Inner and/vs. Outer Change

When I was new to AA, some of the 12 steps struck me as filler to make an even dozen. Being smarter than anyone else in the world, I could see that just 6 steps would’ve done the trick: 3, 5, 7, 9, 10 & 12. These steps all tell us to do something. The others deal with internal shifts that, it seemed to me, could be made instantaneously.

As usual, I was totally wrong.

The founders of Alcoholics Anonymous who, in 1938, created the 12 steps understood that spiritual change is no overnight matter, and that actions carried out with no internal change are meaningless. Rather, the steps are about collaborating with a higher power to gradually transform who we are, how we perceive our place in the world, and how we treat others. It’s a metamorphosis that lasts all our lives.

For example, Step 9 involves action: we make amends to those we have harmed, but without an internal Step 8, we can inadvertently inflict more harm. Someone recently asked me to look over a draft of a 9th step amends letter that — I found — was actually a more-about-me letter. It opened, not with well wishes for the recipient or acknowledgement that hearing from one who hurt them years ago might come as a surprise, but what was up with the writer: “I’ve been thinking about….” After a quick note that “I am not proud of the way I…,” the writer summarized what she was doing to heal herself. The next paragraph explained the family of origin stuff from which she needed to heal. In closing, she urged the recipient to celebrate family events together with her for the sake of their adult children.

Now for you reading this, it’s probably not rocket science to see that the letter was self-centered. The goal of the 9th step is to repair harms we did to others. The first part of doing so is to speak the truth about what happened. But what if we still can’t see the truth because we’re still trapped in our self-centered view of the world?

To the writer of this letter, the fact that she was even daring to contact this person and acknowledge that she struggled with emotional issues seemed an amends. I know because 24 years ago, just a few months into sobriety, I sent an identically selfish letter to someone I’d hurt in much the same way.

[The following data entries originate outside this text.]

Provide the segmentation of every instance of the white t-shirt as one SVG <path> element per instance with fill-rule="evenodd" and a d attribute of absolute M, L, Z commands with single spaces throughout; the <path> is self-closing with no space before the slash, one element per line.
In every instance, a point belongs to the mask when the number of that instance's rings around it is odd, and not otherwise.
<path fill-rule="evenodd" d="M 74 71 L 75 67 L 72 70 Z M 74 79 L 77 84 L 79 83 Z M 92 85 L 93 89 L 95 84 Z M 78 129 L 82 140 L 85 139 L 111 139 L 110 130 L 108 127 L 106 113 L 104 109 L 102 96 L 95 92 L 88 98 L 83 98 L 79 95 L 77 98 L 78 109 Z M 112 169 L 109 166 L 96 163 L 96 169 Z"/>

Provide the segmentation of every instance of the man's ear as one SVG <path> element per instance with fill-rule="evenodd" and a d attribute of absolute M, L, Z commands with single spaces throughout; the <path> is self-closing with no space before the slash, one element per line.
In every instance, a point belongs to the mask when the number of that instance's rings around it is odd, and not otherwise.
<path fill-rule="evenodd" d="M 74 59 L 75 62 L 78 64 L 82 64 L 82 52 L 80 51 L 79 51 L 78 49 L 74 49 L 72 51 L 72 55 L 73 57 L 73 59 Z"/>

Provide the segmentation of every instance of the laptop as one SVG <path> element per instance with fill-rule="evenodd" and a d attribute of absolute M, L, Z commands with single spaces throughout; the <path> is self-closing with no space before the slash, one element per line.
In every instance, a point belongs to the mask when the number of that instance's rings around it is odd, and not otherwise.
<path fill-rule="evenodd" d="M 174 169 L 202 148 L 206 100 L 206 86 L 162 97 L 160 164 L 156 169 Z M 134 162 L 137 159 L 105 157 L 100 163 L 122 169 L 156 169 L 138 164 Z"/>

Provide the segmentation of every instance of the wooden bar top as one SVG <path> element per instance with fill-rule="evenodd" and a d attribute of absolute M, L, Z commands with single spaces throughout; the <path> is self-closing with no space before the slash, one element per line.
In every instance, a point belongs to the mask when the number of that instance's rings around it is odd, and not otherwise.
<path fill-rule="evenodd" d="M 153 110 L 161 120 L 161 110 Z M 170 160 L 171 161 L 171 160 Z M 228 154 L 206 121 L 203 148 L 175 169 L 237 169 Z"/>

Neither of us had taken time to work through Step 8 — the inner process of “became willing to make amends.” We assumed that “willing” meant only mustering the gumption to dive in. But part of willing is becoming able.  If I claim, for example, that I am willing to recite the Gettysburg address from memory, and I jump right in saying, “Four score and seven years ago our fathers…” but then run out of steam after a few lines, was I ever really willing to recite it? Doesn’t that willingness entail respect for the content, for the work involved in learning it fully?

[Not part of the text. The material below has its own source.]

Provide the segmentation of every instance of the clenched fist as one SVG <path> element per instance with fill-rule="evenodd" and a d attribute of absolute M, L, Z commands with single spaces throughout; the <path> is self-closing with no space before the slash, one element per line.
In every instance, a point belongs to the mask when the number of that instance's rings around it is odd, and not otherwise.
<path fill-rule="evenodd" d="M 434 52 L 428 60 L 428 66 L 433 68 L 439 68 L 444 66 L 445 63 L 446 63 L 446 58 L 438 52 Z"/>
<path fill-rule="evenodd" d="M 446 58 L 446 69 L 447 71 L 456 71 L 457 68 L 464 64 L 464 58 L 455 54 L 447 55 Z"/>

By the same token, Step 8 means we become willing to re-see our past behavior through the new lens god has helped us craft via Steps 1 through 7. We put ourselves in the place of the person we harmed, and we break down exactly what we did wrong.  Years after sending that half-baked “amends” letter, when I actually reached Step 8, my kickbutt sponsor had me write the words selfish, dishonest, and thoughtless as three headings under which to categorize my actions with a given person. If and only if the person knew of these harms, when I met with them or wrote them a letter, I said, “I was selfish when I chose to…. I was dishonest when I…,” etc.  At the end, I had to ask them what, if anything, I’d omitted and what, if anything, I could do to set things right.  Last week, I tried to steer the letter writer in that same direction.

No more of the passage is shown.